A badly built RAG is the fastest way to leak data that should never get out. The classic pattern: you index "all the documentation", a user asks something innocent and the system hands back a chunk of a document that person should never have access to. It isn't an exotic bug — it's the default architecture of almost every demo RAG.
Permissions before embeddings
Access control isn't a filter you bolt on at the end: it lives in the retrieval layer. Before the model sees anything, the system has already restricted which chunks this specific user can retrieve. Identity rules; the embedding comes after.
Partition the index by permission
We don't dump everything into a single index and pray. We segment by access level and attach permission metadata to every chunk, so a query can only touch what belongs to whoever's asking.
- Identity filtering at retrieval, not at the answer.
- Indexes or partitions segmented by access level.
- Permission metadata on every indexed chunk.
- Query audit: who asked what and what got returned.
Citation or it's useless
Every answer links its source. No citation, no trust and no traceability: the user can't verify, and you can't audit.
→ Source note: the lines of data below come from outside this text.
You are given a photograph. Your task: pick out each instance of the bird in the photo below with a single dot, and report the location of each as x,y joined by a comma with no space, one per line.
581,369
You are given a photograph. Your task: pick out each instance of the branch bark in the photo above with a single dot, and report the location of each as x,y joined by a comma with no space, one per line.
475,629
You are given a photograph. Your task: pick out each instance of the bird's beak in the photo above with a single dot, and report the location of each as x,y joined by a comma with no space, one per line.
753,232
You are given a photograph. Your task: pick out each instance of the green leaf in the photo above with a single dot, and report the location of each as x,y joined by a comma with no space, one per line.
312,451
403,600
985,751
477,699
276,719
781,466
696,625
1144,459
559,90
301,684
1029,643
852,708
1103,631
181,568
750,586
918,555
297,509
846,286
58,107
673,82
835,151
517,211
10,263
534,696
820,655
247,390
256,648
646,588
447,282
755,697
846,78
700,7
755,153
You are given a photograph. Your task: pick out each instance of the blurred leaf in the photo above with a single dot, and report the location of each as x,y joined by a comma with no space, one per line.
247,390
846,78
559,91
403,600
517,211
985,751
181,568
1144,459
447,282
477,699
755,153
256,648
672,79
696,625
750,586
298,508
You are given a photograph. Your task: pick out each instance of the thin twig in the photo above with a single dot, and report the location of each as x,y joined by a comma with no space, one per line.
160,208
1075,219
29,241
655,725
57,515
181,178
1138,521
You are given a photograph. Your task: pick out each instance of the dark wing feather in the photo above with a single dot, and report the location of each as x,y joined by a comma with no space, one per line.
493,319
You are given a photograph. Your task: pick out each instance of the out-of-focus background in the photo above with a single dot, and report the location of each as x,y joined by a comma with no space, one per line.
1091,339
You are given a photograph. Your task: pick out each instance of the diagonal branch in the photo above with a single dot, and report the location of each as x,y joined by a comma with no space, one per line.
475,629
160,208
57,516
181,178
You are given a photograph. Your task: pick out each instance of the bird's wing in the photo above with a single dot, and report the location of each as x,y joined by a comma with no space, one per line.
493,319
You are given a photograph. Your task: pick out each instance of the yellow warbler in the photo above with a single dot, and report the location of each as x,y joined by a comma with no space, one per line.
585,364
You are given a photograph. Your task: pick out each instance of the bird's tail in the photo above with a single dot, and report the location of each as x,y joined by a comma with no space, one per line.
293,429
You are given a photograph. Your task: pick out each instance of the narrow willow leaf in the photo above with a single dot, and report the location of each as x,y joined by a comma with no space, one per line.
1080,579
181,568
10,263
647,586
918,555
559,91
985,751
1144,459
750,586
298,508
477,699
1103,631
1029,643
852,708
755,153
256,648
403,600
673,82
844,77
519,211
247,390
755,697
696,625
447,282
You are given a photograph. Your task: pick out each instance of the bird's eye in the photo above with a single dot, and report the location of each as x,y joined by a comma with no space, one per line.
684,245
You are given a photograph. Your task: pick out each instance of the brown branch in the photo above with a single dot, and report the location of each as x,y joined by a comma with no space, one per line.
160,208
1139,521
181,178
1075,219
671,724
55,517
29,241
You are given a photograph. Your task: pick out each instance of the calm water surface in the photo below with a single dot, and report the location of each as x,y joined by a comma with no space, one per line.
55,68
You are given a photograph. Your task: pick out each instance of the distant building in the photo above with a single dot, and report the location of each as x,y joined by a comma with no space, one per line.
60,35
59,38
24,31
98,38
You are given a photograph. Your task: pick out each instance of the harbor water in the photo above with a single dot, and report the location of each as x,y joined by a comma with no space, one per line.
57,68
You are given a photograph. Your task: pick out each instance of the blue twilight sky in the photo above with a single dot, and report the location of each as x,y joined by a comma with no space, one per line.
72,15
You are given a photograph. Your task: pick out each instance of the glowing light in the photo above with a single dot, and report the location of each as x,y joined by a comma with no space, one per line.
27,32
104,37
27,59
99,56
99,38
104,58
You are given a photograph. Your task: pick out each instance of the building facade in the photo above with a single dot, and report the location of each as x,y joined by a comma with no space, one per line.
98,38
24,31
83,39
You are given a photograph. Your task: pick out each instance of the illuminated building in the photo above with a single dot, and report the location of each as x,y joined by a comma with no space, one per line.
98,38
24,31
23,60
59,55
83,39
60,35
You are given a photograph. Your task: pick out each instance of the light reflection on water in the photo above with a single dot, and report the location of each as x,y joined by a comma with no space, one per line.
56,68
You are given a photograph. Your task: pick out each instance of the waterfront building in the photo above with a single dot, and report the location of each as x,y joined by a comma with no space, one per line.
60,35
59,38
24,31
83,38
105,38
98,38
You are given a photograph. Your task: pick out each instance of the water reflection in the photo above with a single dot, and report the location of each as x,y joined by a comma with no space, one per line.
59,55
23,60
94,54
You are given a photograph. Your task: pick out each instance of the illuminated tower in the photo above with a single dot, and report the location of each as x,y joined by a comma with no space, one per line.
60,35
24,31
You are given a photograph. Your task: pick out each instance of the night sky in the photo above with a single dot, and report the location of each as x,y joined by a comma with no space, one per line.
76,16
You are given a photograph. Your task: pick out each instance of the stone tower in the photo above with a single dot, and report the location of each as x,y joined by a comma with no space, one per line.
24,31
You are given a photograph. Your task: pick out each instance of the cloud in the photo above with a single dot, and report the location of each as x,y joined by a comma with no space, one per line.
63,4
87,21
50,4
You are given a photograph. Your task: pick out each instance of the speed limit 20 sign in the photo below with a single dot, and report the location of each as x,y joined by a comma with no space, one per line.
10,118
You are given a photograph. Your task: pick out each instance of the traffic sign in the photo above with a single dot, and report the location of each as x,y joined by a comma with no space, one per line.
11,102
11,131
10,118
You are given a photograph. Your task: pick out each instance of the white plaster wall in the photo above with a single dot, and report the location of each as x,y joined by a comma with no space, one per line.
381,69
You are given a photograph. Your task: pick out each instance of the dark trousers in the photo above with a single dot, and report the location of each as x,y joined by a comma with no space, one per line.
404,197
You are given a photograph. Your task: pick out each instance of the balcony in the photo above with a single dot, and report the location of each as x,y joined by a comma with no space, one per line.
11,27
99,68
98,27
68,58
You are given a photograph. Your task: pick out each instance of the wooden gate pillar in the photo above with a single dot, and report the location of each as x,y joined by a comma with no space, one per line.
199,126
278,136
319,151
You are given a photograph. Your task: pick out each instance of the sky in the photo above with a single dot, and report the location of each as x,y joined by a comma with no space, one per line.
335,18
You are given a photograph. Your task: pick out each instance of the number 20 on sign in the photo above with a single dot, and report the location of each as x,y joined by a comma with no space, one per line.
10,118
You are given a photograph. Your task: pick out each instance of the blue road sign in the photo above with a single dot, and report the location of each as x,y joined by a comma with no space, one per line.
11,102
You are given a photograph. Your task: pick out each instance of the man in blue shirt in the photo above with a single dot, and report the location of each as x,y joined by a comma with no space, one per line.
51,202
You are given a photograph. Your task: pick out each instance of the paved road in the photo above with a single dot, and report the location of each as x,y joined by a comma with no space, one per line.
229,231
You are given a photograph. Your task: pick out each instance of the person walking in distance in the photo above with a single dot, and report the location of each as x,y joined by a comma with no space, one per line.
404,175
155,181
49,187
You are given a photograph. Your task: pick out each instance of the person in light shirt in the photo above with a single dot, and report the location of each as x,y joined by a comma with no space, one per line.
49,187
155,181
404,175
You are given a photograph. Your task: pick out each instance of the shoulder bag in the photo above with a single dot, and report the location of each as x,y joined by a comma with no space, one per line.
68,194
In enterprise, an answer without a source is an answer you can't defend.
What we measure
- Retrieval precision (does it bring back what matters?).
- Access leaks: the target is zero, and it gets audited.
- Citation coverage: % of answers with a verifiable source.
- Pipeline uptime and latency.
This is what a Senior AI Infrastructure Implementer does: not "hook up a RAG", but ship a knowledge system that scales, cites and respects permissions — because in enterprise a leaked data point isn't a technical incident, it's a crisis.